For the first time since I’ve been in Banderas Bay, the wind was light. What is typically a three hour sail took six.
But, it was a blast. We talked and laughed and snacked and drank lots of water to stay hydrated. We analyzed our sail trim and tried different configurations to get the boat to go a little faster. We had an excellent sail to Yelapa.
Just before 4:00 pm, we were getting close to our destination and needed to bring in the sails. The head sail and the stacil went down without a hitch. As I dropped the main, I wondered why we were having such a hard time flaking the sail. It seemed the main was flopping all over the place. Suddenly, I realized I had forgotten to put the lazy jacks in place. “Oh, dear! If you guys tell Peter I forgot to put the lazy jacks in place I’ll disown you.” Back up goes the main.
Already flustered, we had a tough time getting hooked up with the mooring ball. Every time I approached the ball, I came too close to the ponga driver and he had to speed out of the way like a bull fighter dodging a bull. The wind was now blowing hard and the current was pushing us to shore. He got so frustrated with us at one point he zoomed off to help someone else. They managed to get hooked up in a very few minutes and he was back. Between the ponga driver’s inability to hold onto our line, and my lack of experience, it took six times circling the bay to get us hooked up.
Finally, we are here. The main sail cover is on but most of the sail is poking out from underneath and refugee lines are everywhere.
While straightening things on deck, I noticed Lynda was just standing there, idling staring at the mountains. Just as I was about to rudely ask her to help us, she bent over the side of the boat and puked. I anticipate the boat could be fairly rocky in this bay. It could be a very long night for my poor friend, Lynda.

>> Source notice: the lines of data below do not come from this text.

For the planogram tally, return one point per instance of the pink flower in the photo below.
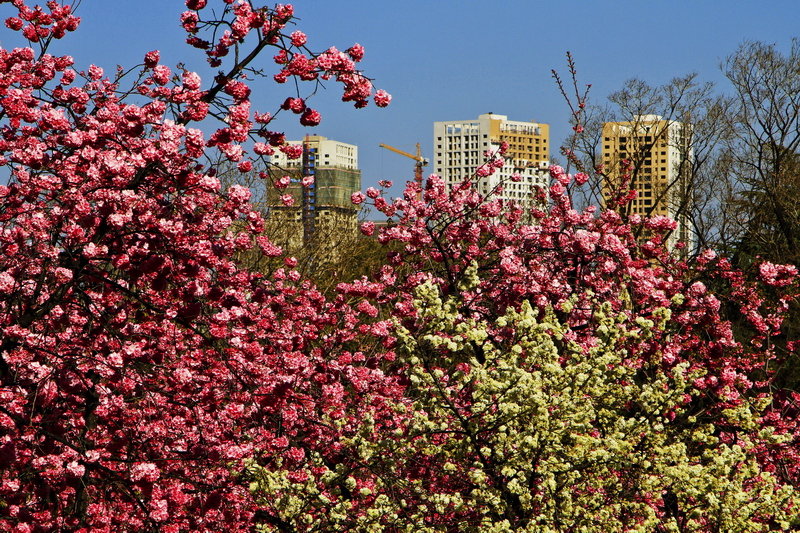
(151, 59)
(368, 228)
(311, 117)
(298, 38)
(6, 282)
(382, 98)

The next morning, the ponga driver picked us up and took us to shore. We got directions to the cascadia (waterfall) from an English speaking local and headed up the cobblestone path. The sights and sounds of this rural hamlet are spectacular.
At the end of the trail we were greeted with a waterfall as promised. Hot and sweaty from the long hike, we had our clothes off and our suits on before you could say, “Last one in’s a rotten egg.” The cool water was exquisite after our 90 minute hike.
Fully refreshed, we headed back to town. After a quick stop for garlic lobster, we got a ride back to Penelope.
Going back, we had nice wind and made it across the bay in record time. This time when I lowered the main sail I had the lazy jacks smartly in place.
For the first time since I’ve been here, the wind was out of the north rather than out of the south. We had selected a slip which would allow me to pull in facing into the wind – until the wind decided to change direction!
Because the wind was coming from behind me and I was concerned about being blown into the dock, I didn’t get as close to the dock as I would have liked. My crew committed the mortal sin of throwing the mooring lines to the helpful, or rather helpless, helpers waiting on the dock. As to be expected, this resulted in a lot of loud hollering, “Wrap the line around the cleat.” And the implied, “Just don’t stand there with the rope in your hand like an idiot.”
But, we landed safely which in and of itself is a success. As they say, I learned more from my less than steller docking than I did from my last five perfect ones.
All in all it was a great trip and I’m very proud of myself for having the courage to take on the challenge.